Lelaki itu masih tertawa ketika menolehkan kepalanya ke arah Miya. Lalu mengacungkan jempolnya. "Siap, Miya."
Miya berjalan melewati sofa hendak keluar rumah saat suara Isaac terdengar lagi.
"Eh, lupa. Besok Abang mulai kerja, Miya. Sorenya mungkin, ya?"
"Oh iya, ya." Gara-gara itu, Miya jadi ingat sekotak celana tiga warna yang sudah dibeli tadi. Gara-gara kekacuan hari ini, Miya lupa belum menyerahkannya pada Isaac.
Miya kembali ke dapur dan mengambil kantung belanja yang sudah digantung. Dia lalu memberikannya pada Isaac.
"Ini buat Mas Isaac. Buat ganti. Biar nggak punya tiga lagi, tapi jadi punya genap."
Isaac melihat barang itu dengan mata berbinar-binar. "Wah. Keren. Kamu satu-satunya orang yang beliin Abang kancut. Makasih Miya."
Miya mengangguk. Senang melihat Isaac yang begitu gembira. "Jangan lupa dicuci dulu, Mas."
"Gampang itu, Miya." Isaac justru menepuk-nepuk sofa di sebelahnya. "Duduk sini Miya, temenin Abang."
"Memangnya aku dapat insentif buat itu?" tanya Miya serius. Lebih ke arah kesal karena jam dinding menunjukkan sudah hampir pukul sembilan malam.
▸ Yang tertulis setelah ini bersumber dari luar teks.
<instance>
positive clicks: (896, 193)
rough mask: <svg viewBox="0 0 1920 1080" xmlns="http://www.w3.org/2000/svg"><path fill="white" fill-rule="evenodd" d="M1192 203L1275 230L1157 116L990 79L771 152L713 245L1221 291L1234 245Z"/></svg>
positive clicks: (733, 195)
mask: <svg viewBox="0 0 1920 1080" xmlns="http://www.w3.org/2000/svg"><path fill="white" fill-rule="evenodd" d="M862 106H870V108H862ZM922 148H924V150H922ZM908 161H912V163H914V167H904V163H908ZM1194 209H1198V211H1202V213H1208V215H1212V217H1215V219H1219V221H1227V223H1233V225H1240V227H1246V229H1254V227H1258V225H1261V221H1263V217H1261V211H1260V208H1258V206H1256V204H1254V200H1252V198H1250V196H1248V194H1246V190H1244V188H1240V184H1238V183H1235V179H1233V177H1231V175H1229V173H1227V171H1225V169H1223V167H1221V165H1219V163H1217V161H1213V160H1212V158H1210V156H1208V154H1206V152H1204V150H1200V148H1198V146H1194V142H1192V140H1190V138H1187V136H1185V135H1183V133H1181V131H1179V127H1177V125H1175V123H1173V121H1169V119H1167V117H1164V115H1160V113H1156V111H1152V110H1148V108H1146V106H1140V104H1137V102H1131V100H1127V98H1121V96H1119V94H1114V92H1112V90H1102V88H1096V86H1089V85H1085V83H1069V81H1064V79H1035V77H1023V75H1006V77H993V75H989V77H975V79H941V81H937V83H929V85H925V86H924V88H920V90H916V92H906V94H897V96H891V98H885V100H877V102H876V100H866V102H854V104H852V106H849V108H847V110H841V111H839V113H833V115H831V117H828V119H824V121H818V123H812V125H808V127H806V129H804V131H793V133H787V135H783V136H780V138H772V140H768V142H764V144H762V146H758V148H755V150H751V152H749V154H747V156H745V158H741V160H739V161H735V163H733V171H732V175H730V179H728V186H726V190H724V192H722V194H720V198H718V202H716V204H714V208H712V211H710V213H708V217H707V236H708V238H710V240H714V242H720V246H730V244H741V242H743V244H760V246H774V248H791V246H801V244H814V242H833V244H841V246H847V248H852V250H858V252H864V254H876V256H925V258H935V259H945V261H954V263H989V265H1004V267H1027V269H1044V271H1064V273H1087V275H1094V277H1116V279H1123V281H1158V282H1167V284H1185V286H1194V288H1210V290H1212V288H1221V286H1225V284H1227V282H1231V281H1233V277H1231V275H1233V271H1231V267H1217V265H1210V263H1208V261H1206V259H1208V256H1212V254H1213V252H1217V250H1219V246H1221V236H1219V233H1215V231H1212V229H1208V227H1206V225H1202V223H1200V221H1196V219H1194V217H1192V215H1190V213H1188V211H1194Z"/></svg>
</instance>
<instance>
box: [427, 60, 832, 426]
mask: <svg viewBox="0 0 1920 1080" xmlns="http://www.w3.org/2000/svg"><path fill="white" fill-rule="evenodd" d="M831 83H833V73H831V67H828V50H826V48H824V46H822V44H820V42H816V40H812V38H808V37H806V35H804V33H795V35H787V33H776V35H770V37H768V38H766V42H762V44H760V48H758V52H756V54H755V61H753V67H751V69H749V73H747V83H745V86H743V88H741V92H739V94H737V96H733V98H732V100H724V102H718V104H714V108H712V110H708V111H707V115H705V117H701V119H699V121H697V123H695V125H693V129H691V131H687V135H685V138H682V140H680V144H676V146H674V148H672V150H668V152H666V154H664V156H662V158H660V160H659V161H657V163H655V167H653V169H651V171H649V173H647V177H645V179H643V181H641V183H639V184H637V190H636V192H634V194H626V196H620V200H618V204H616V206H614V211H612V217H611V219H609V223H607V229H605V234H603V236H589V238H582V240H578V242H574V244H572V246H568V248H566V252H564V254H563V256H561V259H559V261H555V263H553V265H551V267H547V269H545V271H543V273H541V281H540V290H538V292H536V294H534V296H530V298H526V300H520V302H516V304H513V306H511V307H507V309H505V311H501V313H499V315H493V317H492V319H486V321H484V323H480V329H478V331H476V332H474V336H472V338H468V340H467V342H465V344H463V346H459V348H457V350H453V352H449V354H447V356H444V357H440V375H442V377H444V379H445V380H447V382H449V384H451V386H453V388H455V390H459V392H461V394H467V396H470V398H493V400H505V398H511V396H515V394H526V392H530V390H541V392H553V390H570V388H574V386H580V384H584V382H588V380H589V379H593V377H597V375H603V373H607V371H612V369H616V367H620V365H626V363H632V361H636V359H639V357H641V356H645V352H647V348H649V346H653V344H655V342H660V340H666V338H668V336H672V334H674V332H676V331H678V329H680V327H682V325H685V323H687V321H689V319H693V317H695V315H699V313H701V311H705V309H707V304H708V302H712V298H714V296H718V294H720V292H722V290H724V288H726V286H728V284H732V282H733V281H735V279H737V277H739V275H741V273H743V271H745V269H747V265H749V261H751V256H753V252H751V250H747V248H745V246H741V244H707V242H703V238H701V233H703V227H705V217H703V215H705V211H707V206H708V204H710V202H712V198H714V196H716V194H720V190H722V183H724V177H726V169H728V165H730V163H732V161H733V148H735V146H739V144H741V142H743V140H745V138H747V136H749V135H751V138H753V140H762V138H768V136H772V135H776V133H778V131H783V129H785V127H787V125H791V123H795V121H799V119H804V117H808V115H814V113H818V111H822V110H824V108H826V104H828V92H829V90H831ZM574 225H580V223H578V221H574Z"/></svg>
"Yeee si Sumi minta bonus." Isaac terkekeh. "Kita kan belum kenal banget, Miya. Cerita-cerita sikit lah."
Miya akhirnya duduk di sana. Ikut menyaksikan rekaman yang sejak tadi tak habis-habis membuat Isaac tergelak-gelak.
"Muka Abang udah ganteng lagi, kan? Malu tau, masa hari pertama kerja mukanya penuh polkadot."
"Udah, Mas ...." Miya menanggapi malas-malasan.
Isaac Rhauf tersenyum lalu berkata lirih. "Miya, kalo lagi nonton gini enaknya sambil makan Indomie."
Secepat kilat Miya menolehkan kepalanya lalu melempar tatapan kejam pada Isaac. Pantas dia merasa hawa-hawa tidak enak. Ternyata Isaac ada maunya.
"Bukannya habis makan malam? Mas Isaac masih lapar?" sindirnya tajam.
"Indomie semangkuk doang, Miya. Cuma buat anget-anget. Ngomong-ngomong Abang sukanya mi goreng tapi nyemek-nyemek gitu, Miya. Pake sawi, telur, sama cabe. Miya boleh juga kok kalo mau bikin."
Miya berdiri juga meski rasanya dongkol. Kenapa sih orang-orang ini nggak cukup ngasih tugas utama saja? Kenapa harus ada pekerjaan tambahan saat mata Miya sudah ngantuk berat.
"Nggak usah, Mas. Masih kenyang," ujarnya sambil menjatuhkan bantal sofa. Miya lantas berbalik lagi dan lagi menuju dapur.
"Makasih ya, Miya. Abang terharu loh ada yang masakin malem-malem."
Miya mulai mengambil sawi dan telor dari kulkas. Pakai apa lagi tadi? Sejujurnya kalau disuruh memilih, Miya lebih suka memasak untuk laki-laki yang cuma bisa makan. Masalahnya cowok-cowok kayak Isaac ini, yang sudah terbiasa masak, sering kali punya selera sendiri sesuai standar lidahnya. Harus ini lah, harus itu lah. Lebih suka ini lah. Jangan pakai itu lah.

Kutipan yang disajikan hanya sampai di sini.